Abstract
Introduction: The 1-methyl 4-phenyl 1,2,3,6-tetrahydropiridium (MPTP) induced model of neurodegeneration in Parkinson’s disease (PD) is one of the most commonly used experimental models. MPTP, or rather its metabolite MPP+, leads to inhibition of mitochondrial complex I, an increase in free radicals’ production and ATP depletion, all resulting in cellular demise and death. Rho-kinase is an enzyme involved with numerous cell regulatory mechanisms, such as cytoskeleton organization, axonogenesis, vesicular transport regulation and apoptosis regulation, which are important for cell survival.

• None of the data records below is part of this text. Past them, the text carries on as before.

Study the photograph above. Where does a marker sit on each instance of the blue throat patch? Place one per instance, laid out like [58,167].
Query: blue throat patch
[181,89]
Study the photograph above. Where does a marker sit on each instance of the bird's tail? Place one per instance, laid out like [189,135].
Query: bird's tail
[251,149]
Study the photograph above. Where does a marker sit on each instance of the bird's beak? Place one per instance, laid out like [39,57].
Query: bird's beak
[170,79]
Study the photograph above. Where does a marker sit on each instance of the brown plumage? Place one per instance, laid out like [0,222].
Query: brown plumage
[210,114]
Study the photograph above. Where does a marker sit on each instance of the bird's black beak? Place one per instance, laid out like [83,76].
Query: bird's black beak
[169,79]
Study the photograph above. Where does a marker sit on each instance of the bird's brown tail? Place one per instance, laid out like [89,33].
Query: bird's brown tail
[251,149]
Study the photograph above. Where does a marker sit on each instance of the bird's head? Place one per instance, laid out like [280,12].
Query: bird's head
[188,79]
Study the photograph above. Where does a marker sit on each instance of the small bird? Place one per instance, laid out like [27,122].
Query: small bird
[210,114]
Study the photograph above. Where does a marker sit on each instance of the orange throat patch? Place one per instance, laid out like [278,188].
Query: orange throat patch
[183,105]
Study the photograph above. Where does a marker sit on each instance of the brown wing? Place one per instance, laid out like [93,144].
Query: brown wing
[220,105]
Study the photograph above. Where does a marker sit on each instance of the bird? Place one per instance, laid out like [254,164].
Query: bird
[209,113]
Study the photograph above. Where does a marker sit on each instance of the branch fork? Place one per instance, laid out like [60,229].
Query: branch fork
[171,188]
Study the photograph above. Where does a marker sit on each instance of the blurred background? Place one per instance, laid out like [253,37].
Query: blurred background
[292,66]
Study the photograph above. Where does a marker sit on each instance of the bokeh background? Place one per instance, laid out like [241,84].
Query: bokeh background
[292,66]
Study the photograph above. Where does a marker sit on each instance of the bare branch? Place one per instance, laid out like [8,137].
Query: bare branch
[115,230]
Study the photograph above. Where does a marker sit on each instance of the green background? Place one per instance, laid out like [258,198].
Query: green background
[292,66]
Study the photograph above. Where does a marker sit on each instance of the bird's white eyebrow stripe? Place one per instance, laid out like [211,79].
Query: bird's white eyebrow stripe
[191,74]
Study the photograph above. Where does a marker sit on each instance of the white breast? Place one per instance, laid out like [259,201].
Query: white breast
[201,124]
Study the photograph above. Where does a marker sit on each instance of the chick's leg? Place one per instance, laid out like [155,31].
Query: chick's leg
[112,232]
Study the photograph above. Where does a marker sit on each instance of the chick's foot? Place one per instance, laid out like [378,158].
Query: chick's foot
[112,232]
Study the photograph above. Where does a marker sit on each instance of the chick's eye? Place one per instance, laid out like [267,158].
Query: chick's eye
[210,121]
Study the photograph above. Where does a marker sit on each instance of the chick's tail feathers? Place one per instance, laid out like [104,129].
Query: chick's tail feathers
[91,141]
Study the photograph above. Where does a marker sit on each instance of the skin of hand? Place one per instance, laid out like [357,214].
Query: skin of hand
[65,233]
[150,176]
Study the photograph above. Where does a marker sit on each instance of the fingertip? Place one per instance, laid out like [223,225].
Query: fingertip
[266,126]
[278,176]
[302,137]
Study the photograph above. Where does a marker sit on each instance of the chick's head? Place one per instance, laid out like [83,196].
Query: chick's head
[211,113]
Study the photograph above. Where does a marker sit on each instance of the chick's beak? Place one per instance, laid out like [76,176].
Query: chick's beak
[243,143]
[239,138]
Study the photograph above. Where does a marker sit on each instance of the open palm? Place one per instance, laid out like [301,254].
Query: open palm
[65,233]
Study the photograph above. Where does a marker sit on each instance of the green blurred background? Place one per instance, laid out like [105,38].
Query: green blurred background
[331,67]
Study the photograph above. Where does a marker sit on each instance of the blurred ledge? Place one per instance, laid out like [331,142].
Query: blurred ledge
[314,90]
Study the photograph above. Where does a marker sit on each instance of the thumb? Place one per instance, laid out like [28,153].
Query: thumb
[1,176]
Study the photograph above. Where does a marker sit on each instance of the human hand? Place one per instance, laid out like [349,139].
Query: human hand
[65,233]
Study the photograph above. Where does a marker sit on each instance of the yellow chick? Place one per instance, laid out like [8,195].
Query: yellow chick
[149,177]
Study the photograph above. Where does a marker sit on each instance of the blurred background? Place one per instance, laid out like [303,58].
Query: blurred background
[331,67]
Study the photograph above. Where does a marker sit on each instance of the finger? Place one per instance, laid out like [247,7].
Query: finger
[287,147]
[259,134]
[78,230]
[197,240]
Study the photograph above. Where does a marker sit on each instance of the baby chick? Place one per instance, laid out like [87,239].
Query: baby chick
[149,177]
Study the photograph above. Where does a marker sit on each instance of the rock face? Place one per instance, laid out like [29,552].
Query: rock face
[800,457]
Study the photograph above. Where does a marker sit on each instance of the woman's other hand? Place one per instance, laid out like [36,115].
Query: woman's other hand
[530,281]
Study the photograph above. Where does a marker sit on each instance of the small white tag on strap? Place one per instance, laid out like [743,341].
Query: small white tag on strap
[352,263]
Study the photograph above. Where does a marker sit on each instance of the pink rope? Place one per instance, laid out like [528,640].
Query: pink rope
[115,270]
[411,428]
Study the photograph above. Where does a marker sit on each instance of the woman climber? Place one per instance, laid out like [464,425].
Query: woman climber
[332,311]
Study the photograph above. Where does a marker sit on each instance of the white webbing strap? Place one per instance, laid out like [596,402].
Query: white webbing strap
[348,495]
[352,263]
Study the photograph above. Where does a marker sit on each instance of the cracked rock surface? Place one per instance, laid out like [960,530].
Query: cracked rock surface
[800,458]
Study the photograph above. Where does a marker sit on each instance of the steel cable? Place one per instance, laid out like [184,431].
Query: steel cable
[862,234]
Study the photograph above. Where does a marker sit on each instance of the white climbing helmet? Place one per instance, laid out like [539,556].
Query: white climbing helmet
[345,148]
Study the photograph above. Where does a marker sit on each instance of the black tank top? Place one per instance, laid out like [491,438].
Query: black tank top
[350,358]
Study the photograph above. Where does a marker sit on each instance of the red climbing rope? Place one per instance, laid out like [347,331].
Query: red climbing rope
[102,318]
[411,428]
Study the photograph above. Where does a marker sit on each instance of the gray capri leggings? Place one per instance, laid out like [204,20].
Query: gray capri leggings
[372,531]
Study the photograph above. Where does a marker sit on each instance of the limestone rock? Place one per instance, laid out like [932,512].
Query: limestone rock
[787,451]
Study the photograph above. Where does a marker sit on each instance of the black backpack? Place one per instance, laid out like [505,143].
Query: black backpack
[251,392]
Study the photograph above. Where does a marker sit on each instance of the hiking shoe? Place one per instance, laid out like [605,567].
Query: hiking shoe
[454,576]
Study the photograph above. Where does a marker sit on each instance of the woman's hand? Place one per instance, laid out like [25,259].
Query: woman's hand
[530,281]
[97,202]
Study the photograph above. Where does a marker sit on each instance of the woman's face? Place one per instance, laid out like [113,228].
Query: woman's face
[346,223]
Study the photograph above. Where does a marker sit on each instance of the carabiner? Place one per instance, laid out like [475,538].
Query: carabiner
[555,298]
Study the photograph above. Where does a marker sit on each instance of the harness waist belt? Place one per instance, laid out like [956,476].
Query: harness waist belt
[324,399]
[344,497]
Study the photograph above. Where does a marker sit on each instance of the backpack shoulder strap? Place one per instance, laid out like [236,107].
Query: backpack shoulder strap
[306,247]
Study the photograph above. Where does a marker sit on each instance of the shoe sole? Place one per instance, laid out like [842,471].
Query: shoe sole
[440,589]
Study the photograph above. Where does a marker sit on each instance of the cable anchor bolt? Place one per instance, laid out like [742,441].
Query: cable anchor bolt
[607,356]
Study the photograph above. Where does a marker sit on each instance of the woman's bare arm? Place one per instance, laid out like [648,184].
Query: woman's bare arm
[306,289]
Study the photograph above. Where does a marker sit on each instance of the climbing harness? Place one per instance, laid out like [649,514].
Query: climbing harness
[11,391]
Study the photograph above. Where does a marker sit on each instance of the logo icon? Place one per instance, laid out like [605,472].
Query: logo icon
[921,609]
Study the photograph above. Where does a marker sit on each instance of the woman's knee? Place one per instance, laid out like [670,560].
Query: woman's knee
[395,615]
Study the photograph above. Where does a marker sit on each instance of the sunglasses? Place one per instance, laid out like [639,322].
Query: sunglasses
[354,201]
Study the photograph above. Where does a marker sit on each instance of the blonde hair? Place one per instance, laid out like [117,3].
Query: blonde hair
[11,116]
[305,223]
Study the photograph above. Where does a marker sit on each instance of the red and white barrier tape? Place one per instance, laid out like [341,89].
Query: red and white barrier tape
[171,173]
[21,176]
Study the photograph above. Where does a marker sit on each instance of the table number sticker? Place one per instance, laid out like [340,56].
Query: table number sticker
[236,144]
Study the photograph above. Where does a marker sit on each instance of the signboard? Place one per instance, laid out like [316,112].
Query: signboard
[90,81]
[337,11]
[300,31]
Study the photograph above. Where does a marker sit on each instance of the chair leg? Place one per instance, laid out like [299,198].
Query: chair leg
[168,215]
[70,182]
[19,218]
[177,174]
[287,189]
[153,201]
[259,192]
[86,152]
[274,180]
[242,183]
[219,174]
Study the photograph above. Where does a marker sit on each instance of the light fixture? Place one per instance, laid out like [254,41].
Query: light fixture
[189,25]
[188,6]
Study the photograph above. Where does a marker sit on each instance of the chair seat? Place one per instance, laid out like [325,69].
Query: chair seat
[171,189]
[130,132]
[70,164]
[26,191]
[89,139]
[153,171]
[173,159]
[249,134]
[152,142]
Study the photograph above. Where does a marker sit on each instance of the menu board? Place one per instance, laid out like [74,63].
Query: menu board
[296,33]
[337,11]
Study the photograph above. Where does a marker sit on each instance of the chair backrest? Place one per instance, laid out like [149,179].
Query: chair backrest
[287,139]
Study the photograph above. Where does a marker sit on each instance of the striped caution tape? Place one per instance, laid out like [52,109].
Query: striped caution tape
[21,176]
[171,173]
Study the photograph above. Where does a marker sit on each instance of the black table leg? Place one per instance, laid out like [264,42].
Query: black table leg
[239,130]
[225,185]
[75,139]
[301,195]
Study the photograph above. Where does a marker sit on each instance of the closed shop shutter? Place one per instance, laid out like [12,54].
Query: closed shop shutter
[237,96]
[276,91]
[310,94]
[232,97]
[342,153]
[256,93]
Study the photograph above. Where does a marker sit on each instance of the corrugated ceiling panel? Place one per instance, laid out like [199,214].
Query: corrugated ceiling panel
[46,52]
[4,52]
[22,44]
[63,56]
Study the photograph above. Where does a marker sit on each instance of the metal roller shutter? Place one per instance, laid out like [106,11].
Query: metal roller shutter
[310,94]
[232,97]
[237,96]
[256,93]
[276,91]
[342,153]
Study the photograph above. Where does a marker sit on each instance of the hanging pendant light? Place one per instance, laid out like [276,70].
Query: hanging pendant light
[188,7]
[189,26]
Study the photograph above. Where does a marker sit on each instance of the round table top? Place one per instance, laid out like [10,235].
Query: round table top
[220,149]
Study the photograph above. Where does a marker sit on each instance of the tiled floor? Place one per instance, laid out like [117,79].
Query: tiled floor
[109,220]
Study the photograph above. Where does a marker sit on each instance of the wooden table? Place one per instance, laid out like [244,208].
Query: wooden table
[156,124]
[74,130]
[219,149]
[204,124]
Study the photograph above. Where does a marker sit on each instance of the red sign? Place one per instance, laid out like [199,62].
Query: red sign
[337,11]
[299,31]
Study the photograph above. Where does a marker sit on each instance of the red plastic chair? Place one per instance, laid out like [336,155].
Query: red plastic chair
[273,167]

Aim: Our aim was to investigate the effects of Rho-kinase inhibition on the MPP+ induced model of neurodegeneration and the role of Akt and adenosine monophosphate-activated protein kinase (AMPK) signaling pathways in this process.
Materials and methods: The experiments were performed on the human neuroblastoma SH-SY5Y cell line. The MTT test was used to measure the viability of the cells after the MPP+ and/or Rho-kinase inhibitor, fasudil, treatments. Changes in activation levels, or rather expression of pAMPK, pAkt, AMPK and Akt, were measured with the immunoblotting method, and the protein levels were quantified by densitometry.
Results: MPP+ treatment caused a dose-depedent decrease in cellular viability, compared to the control group (untreated cells), while fasudil treatment prior to MPP+ exposure, improved cell viability a dose-dependent increase, compared to MPP+ treatment. Analysis of activation status of target proteins showed an increase in Akt activation after the fasudil treatment, while the AMPK activation was not significantly changed.
Conclusion: Inhibition of Rho-kinase using fasudil causes a decrease in MPP+ induced cell death, which is possibly mediated by an activation of the Akt/PI3K signaling pathway.